How businesses can adapt
It is the forgotten – or neglected – question of strategy, the one that nevertheless conditions everything else, the question of “why”.
We will reserve the philosophical debates for later. But how can you establish a strategy without knowing which goal the company is aiming for? Be profitable? Certainly, because otherwise the collective adventure stops, but to go where? Little mental exercise. Imagine that in the “next world” your business does not exist: what will the world miss? The answer to this question is fundamental, because it determines whether or not to maintain the company’s “social license to operate” – hence, ultimately, its survival.
The choice of a trajectory determines the path you will take: in which arena the company will position itself, what value it will create, how it will produce and protect it, which in turn will allow progress on the chosen trajectory.

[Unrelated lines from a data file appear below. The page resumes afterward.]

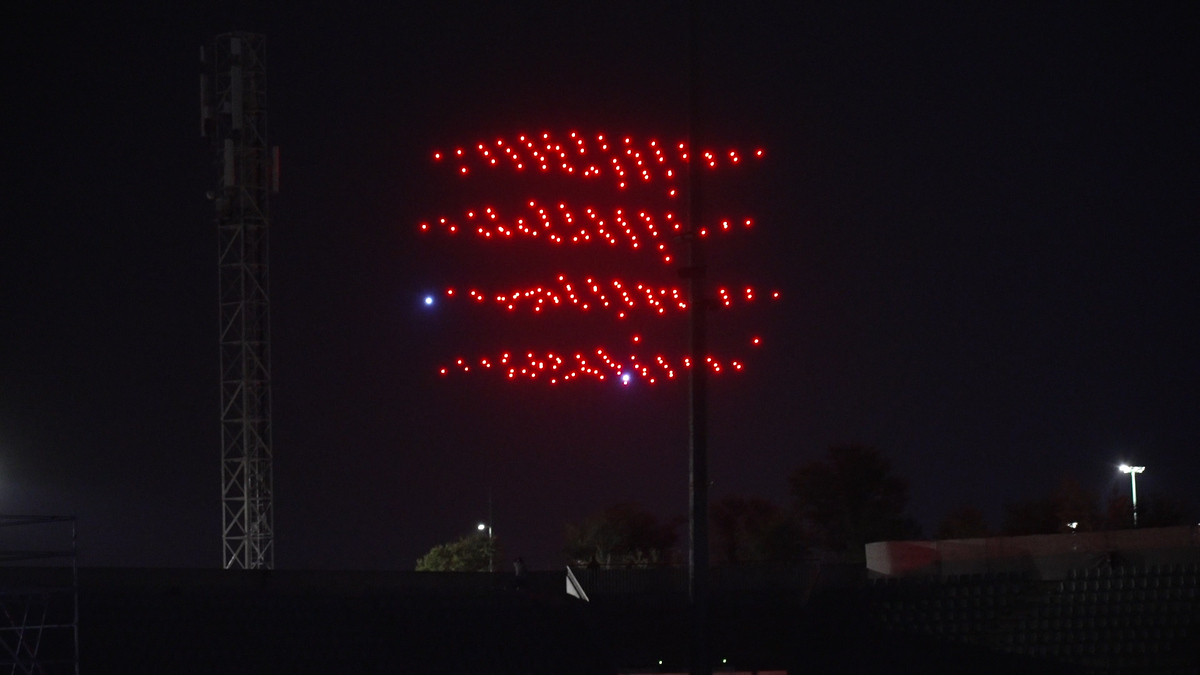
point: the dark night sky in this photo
(984, 222)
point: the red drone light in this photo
(627, 166)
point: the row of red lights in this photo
(615, 296)
(599, 364)
(559, 223)
(624, 157)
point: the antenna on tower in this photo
(233, 118)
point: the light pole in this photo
(491, 554)
(1133, 471)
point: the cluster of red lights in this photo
(559, 223)
(623, 162)
(613, 296)
(598, 364)
(623, 159)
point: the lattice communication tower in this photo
(233, 117)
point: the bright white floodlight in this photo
(1133, 471)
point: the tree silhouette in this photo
(1069, 502)
(754, 531)
(623, 535)
(472, 553)
(852, 497)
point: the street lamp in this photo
(1133, 471)
(491, 554)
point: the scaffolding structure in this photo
(233, 115)
(39, 599)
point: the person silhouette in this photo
(522, 574)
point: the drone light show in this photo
(634, 208)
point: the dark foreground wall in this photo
(267, 622)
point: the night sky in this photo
(983, 222)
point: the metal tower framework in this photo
(233, 111)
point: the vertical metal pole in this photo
(697, 305)
(1133, 482)
(75, 581)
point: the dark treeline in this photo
(837, 505)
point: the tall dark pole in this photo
(697, 304)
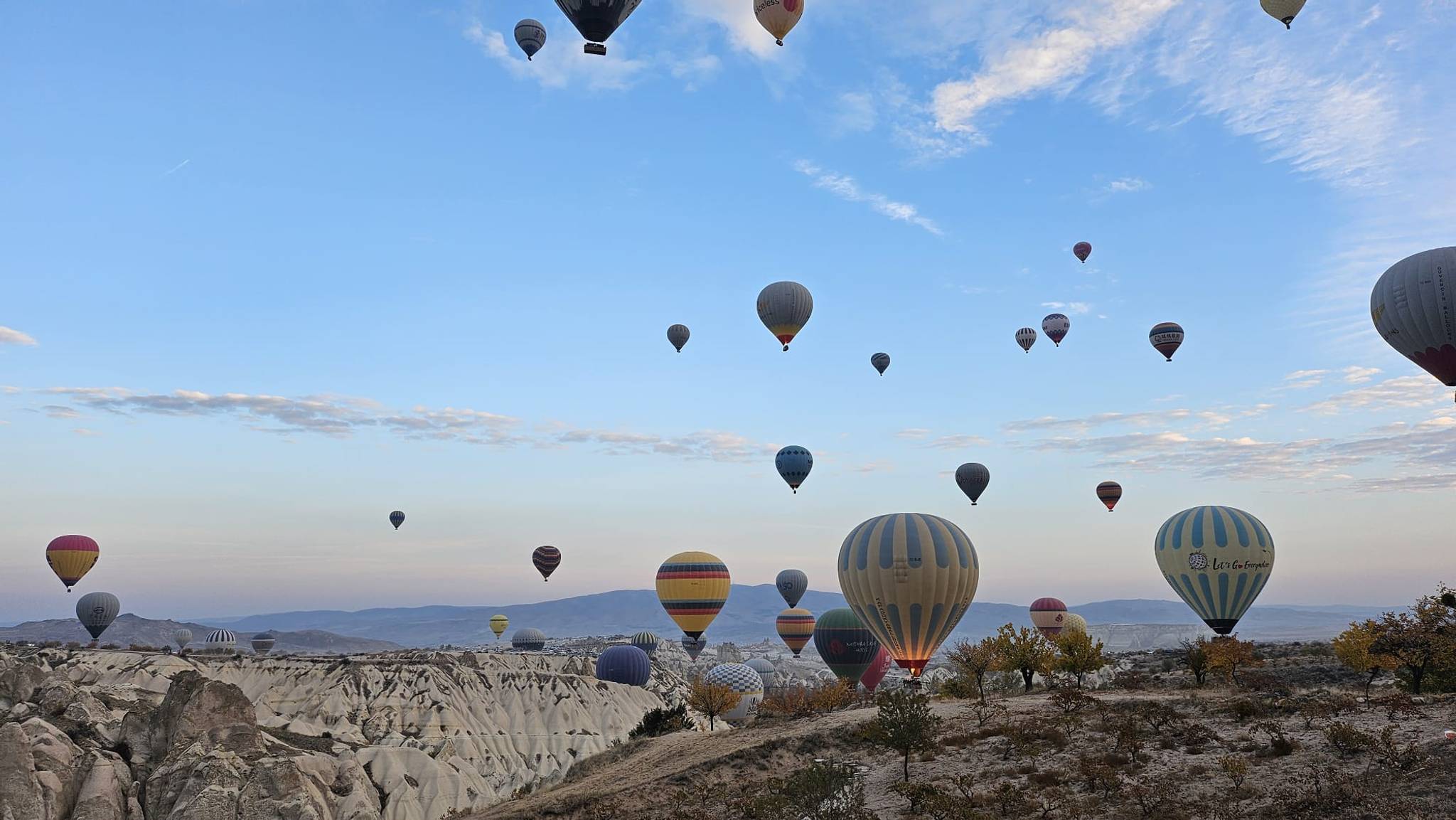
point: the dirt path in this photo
(661, 757)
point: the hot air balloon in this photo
(794, 465)
(529, 640)
(880, 361)
(1108, 493)
(646, 641)
(778, 16)
(693, 646)
(909, 577)
(793, 585)
(845, 644)
(1414, 309)
(628, 666)
(742, 679)
(1218, 560)
(1165, 337)
(1056, 326)
(693, 587)
(596, 19)
(1074, 622)
(973, 479)
(1283, 11)
(1049, 615)
(222, 641)
(877, 671)
(70, 558)
(765, 671)
(796, 628)
(262, 643)
(97, 611)
(530, 36)
(785, 308)
(678, 336)
(547, 560)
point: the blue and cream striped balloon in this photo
(1218, 560)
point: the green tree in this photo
(1078, 654)
(1229, 654)
(711, 700)
(1022, 650)
(1353, 650)
(1196, 657)
(904, 724)
(1421, 640)
(972, 661)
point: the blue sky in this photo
(271, 272)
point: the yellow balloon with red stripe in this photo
(72, 557)
(693, 589)
(797, 628)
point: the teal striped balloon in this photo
(1218, 560)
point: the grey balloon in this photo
(973, 478)
(793, 583)
(785, 308)
(678, 334)
(262, 643)
(97, 611)
(530, 36)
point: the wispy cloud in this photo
(12, 337)
(1047, 60)
(341, 417)
(1128, 186)
(847, 190)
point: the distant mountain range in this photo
(129, 629)
(747, 618)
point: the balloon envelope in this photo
(1049, 615)
(1167, 339)
(693, 589)
(742, 679)
(596, 19)
(845, 644)
(877, 671)
(973, 479)
(1414, 309)
(547, 560)
(530, 36)
(794, 465)
(1056, 326)
(97, 611)
(678, 337)
(1108, 493)
(793, 585)
(796, 628)
(72, 557)
(785, 308)
(1218, 560)
(623, 664)
(909, 577)
(778, 16)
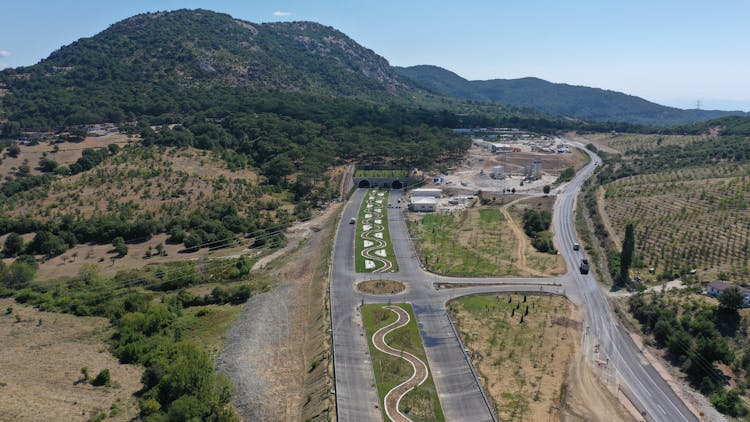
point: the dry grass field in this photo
(65, 153)
(143, 180)
(480, 241)
(530, 362)
(41, 358)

When the storm is raging, you must not lose sight of the course and stay on course. You also have to keep calm, observe and adapt as the uncertainty dissipates.
How will local shops be affected?
Even before the fallout from COVID-19, when the economy was humming, many retailers were grappling with changing shopper preferences and habits as well as with cutthroat competition. The COVID-19 crisis has only magnified the pressure, with headlines suggesting a “survival of the fittest” environment. From department stores and malls to iconic retailers and small local stores, the industry must brace for major upheaval in the coming months.
First, consumer businesses depending on the physical presence of customers lost foot traffic due to stay-at-home policies. While some have moved online, this salvages only a fraction of revenue. Second, quarantining at home also reduces consumers’ need for certain products and services such as professional clothing, festive outfits, and salon services.
And third — and possibly most enduring — consumers’ propensity to spend has decreased, resulting from income losses.
Everything goes virtual
How to organise events when rallies are prohibited? The answer is provided by virtual reality, this controlled digital world where no pandemic can rage. Since the start of containment, many companies have turned to virtual alternatives to circumvent, without breaking the law, the obligation of containment. This is how webinars and videoconference meetings became widespread, but not only. Much larger events (conferences, fairs) are organized in virtual, such as the Laval Virtual World from April 22 to 24, or the Spark + AI Summit organized by Databricks in June.
E-commerce sales are booming and offline retail is largely being avoided by a conscious populace. “More than 40% of our customers say they won’t return to our brick-and-mortar stores but will continue purchasing from our online store”, claims Sarah Cole from PURC.
In recent weeks, Virtway, the platform that offers immersive 3D services, has seen a 575% increase in requests compared to the previous month, from companies looking for a more personal and entertaining solution to organize their meetings and events online.
Globally Driven Decisions
One of the most effective ways to deal with this crisis is to communicate accurate information in a timely manner. An informed public is better able to make good decisions, including on trade-related issues.
The priority of governments around the world must be mounting the strongest possible economic and public health response to the COVID-19 outbreak. Industry is a ready and willing partner in these efforts. Digital technology has a fundamental role to play in the global response to and recovery from the pandemic.